In [None]:
# This Python 3 environment comes with many helpful analytics libraries installed
# It is defined by the kaggle/python Docker image: https://github.com/kaggle/docker-python
# For example, here's several helpful packages to load

import numpy as np # linear algebra
import pandas as pd # data processing, CSV file I/O (e.g. pd.read_csv)

# Input data files are available in the read-only "../input/" directory
# For example, running this (by clicking run or pressing Shift+Enter) will list all files under the input directory

import os
for dirname, _, filenames in os.walk('/kaggle/input'):
#for dirname, _, filenames in os.walk('/kaggle/input'):
    for filename in filenames:
        print(os.path.join(dirname, filename))

# You can write up to 20GB to the current directory (/kaggle/working/) that gets preserved as output when you create a version using "Save & Run All" 
# You can also write temporary files to /kaggle/temp/, but they won't be saved outside of the current session

# Loading

In [None]:
train_data = pd.read_csv('/kaggle/input/Kannada-MNIST/train.csv')
valid_data = pd.read_csv('/kaggle/input/Kannada-MNIST/Dig-MNIST.csv')

In [None]:
import random
random.seed(32)
np.random.seed(42)
train_data = train_data.sample(frac=1,random_state=52).reset_index(drop=True)
valid_data = valid_data.sample(frac=1,random_state=62).reset_index(drop=True)
X_train, y_train = (train_data.drop(['label'], axis=1), train_data.label)
X_valid, y_valid = (valid_data.drop(['label'], axis=1), valid_data.label)
#X_train = X_train/255. # We don't have to normalize our data
#X_valid = X_valid/255. # because https://datascience.stackexchange.com/questions/60950/is-it-necessary-to-normalize-data-for-xgboost 

In [None]:
len(X_train), len(X_valid)

In [None]:
import time

In [None]:
from xgboost import XGBClassifier
from sklearn.model_selection import train_test_split

In [None]:
from sklearn.metrics import accuracy_score
import random

# Hyperparameter tuning

I used https://towardsdatascience.com/xgboost-fine-tune-and-optimize-your-model-23d996fab663

My idea is to use a multi-phase random training.

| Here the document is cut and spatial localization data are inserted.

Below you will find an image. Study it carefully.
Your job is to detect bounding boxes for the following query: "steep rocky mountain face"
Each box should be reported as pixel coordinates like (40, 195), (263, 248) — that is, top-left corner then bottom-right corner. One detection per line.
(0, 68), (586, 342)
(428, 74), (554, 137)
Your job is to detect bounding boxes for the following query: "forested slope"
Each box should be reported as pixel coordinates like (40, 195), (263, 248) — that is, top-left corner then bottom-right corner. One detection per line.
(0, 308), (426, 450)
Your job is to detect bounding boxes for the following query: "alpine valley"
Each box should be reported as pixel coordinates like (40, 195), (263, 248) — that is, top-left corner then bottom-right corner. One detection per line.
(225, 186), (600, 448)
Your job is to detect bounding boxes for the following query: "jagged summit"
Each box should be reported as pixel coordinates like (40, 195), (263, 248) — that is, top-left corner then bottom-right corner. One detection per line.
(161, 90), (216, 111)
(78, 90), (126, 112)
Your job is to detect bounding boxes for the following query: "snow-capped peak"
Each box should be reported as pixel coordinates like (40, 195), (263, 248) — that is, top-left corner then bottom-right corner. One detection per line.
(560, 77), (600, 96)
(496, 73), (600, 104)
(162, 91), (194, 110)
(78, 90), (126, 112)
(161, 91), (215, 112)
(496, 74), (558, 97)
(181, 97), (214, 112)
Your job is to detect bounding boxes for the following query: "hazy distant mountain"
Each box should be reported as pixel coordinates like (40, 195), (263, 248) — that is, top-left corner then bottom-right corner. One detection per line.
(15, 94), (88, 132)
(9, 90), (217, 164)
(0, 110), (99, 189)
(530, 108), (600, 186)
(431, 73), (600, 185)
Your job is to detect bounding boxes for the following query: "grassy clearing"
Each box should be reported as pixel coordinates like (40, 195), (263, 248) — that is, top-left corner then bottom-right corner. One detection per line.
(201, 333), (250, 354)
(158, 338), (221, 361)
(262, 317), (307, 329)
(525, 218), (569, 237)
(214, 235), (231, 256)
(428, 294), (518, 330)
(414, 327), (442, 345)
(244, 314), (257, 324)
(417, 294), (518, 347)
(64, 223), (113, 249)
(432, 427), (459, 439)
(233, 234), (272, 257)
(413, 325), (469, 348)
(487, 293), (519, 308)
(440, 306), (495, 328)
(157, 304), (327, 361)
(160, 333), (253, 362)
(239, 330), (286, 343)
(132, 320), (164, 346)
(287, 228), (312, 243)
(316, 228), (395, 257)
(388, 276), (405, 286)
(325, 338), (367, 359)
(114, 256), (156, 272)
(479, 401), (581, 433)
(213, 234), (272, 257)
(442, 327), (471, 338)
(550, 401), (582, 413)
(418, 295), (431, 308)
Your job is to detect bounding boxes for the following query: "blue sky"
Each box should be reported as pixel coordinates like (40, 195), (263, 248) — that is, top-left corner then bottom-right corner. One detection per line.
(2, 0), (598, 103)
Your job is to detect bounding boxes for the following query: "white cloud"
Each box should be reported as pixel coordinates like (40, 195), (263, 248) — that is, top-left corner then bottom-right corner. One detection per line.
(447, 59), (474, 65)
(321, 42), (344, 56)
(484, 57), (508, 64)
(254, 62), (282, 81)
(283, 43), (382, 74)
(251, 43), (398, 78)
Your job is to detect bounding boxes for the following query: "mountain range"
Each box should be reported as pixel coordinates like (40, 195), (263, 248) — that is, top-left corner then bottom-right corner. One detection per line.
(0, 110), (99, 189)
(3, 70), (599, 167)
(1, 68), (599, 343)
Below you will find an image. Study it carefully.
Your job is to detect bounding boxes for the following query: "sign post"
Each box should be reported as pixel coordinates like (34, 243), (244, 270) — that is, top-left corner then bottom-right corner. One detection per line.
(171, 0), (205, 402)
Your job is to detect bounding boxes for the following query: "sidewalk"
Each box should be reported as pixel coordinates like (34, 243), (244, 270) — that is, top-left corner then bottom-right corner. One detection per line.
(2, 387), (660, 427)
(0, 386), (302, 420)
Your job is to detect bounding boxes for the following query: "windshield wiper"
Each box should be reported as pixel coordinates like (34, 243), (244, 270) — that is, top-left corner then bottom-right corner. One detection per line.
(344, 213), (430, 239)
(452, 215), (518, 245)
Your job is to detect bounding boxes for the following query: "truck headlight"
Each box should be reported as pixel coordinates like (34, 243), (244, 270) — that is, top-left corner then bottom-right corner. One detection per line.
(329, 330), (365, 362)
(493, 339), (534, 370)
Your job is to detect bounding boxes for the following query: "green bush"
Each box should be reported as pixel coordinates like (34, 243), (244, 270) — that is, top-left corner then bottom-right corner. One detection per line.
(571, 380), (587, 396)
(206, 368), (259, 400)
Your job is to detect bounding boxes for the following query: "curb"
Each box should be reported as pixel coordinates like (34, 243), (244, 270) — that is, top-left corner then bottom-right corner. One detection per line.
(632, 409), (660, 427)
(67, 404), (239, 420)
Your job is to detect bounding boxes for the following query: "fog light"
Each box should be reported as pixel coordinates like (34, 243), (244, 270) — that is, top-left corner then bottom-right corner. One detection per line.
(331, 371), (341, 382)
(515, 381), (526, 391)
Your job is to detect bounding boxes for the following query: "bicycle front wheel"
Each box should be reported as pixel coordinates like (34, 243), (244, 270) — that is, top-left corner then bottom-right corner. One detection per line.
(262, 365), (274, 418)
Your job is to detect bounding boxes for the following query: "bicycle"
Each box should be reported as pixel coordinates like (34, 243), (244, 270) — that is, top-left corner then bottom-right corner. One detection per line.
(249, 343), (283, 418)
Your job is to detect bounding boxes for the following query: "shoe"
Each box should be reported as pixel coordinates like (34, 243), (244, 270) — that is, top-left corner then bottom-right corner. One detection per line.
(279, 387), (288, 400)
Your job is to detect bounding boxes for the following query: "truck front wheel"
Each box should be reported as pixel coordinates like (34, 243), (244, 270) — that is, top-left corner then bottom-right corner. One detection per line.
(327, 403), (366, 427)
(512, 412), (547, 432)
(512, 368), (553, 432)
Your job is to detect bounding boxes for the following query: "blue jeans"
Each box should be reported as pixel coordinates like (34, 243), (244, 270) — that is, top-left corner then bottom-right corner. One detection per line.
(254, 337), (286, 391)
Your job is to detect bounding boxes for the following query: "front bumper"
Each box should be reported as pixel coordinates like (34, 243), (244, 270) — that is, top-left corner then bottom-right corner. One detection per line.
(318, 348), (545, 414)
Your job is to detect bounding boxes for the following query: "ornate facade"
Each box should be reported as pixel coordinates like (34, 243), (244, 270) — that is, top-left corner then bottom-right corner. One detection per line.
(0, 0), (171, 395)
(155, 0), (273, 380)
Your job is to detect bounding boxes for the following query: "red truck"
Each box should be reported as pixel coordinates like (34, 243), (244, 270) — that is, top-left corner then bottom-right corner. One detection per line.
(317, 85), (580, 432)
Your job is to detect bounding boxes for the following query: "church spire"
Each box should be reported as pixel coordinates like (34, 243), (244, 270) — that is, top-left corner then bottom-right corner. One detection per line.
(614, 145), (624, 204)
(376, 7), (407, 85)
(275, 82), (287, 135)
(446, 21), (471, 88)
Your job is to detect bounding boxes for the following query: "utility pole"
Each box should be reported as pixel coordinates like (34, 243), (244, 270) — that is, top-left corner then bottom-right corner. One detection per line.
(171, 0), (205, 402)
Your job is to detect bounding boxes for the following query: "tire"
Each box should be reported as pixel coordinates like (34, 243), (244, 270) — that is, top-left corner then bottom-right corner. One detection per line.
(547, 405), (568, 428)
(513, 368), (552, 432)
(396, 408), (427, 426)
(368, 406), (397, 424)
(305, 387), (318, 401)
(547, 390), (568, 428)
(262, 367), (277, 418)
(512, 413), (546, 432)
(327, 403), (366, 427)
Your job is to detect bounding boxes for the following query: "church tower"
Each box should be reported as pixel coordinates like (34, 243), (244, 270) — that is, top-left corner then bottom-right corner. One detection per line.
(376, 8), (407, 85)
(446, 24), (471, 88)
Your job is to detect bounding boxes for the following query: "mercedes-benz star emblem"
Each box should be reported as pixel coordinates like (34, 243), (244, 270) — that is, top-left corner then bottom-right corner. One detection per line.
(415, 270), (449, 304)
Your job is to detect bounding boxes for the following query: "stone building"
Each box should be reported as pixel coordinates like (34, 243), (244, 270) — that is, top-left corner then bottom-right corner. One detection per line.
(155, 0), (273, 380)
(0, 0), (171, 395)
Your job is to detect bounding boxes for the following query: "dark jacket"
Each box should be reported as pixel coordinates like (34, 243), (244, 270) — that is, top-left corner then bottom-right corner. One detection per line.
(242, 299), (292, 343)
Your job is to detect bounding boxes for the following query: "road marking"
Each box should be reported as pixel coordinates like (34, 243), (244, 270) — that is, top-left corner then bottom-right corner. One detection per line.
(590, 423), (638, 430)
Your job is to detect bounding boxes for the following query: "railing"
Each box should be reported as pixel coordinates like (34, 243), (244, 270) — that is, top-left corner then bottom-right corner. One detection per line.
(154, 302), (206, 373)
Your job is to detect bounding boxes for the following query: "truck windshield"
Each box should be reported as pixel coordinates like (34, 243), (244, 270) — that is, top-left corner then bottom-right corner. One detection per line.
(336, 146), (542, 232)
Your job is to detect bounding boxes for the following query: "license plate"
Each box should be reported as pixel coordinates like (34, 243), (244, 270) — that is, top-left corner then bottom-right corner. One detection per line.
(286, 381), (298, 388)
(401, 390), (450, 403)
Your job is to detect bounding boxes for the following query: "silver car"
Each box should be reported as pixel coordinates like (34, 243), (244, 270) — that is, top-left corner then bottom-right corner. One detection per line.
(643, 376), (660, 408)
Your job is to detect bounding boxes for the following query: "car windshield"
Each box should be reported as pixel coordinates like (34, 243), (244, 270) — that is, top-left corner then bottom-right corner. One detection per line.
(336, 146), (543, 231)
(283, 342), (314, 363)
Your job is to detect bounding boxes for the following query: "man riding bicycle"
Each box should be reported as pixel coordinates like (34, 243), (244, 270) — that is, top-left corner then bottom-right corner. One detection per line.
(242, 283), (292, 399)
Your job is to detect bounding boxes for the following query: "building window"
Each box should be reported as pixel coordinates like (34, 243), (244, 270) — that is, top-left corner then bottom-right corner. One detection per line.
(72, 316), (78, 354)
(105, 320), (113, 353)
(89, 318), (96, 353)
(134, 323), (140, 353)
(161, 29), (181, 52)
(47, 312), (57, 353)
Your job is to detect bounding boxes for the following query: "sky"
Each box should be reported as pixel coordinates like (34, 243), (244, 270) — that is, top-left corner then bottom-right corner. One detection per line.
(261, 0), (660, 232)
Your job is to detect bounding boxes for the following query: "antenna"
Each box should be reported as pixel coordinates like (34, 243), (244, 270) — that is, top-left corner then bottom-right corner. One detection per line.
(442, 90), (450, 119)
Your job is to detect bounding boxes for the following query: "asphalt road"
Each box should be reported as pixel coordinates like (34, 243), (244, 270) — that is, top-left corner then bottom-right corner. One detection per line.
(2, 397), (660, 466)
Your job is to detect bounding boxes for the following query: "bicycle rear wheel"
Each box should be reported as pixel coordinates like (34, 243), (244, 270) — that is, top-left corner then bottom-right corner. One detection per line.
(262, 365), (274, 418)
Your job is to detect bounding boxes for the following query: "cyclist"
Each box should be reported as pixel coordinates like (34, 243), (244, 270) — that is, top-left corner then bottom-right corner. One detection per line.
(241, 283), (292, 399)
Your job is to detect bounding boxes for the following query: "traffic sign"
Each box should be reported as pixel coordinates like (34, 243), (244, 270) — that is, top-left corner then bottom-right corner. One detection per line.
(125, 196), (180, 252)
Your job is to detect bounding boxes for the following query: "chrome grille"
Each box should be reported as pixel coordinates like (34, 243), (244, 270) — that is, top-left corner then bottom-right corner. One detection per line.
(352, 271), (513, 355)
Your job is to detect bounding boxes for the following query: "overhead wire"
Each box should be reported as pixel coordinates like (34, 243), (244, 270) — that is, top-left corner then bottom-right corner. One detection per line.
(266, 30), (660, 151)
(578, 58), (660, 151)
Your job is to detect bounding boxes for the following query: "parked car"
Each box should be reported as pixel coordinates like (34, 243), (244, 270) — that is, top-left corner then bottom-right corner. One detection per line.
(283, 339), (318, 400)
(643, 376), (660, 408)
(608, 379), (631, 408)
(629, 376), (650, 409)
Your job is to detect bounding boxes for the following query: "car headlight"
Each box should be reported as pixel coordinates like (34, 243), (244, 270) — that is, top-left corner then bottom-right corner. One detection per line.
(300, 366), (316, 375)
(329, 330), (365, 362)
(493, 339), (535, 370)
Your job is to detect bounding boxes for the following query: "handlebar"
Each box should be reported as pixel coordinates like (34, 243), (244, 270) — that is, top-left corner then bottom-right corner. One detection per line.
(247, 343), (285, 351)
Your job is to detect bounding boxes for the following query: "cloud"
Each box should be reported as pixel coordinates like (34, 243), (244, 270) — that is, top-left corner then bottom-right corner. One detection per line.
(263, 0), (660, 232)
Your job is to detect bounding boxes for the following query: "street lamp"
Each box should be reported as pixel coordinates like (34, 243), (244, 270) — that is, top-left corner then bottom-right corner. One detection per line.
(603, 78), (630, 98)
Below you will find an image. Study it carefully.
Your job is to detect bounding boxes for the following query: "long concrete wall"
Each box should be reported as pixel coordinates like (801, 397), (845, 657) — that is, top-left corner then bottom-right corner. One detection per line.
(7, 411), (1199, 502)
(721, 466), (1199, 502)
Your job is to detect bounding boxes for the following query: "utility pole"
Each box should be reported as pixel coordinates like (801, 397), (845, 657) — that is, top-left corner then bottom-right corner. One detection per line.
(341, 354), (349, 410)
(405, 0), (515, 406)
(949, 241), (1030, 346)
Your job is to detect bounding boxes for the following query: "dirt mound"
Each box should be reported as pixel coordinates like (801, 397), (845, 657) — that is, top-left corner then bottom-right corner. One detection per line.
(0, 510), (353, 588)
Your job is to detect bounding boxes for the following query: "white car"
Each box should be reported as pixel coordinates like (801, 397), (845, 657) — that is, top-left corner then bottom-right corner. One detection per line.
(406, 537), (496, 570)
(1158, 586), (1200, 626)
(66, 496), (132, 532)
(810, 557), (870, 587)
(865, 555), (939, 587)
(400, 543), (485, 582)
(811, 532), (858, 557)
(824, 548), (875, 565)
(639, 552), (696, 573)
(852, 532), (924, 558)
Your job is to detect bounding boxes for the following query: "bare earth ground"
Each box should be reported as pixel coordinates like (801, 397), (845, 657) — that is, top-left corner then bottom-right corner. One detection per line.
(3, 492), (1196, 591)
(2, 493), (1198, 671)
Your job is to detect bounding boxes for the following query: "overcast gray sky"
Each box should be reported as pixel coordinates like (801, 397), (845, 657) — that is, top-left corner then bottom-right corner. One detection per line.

1. Train a lot of models on a small training set (random set of the original train.csv) ---> Evaluate them on the validation set (Dig-MNIST.csv) ---> save the best ones
2. These define a narrower range of parameters. We'll train a lot of models (but less then in the 1st step) on the medium-size dataset. ---> Evaluate them on the validation set (Dig-MNIST.csv) ---> save the best ones
3. These define a narrower range of parameters. We'll train some models on this parameter-set randomly again and choose the best model for the competition.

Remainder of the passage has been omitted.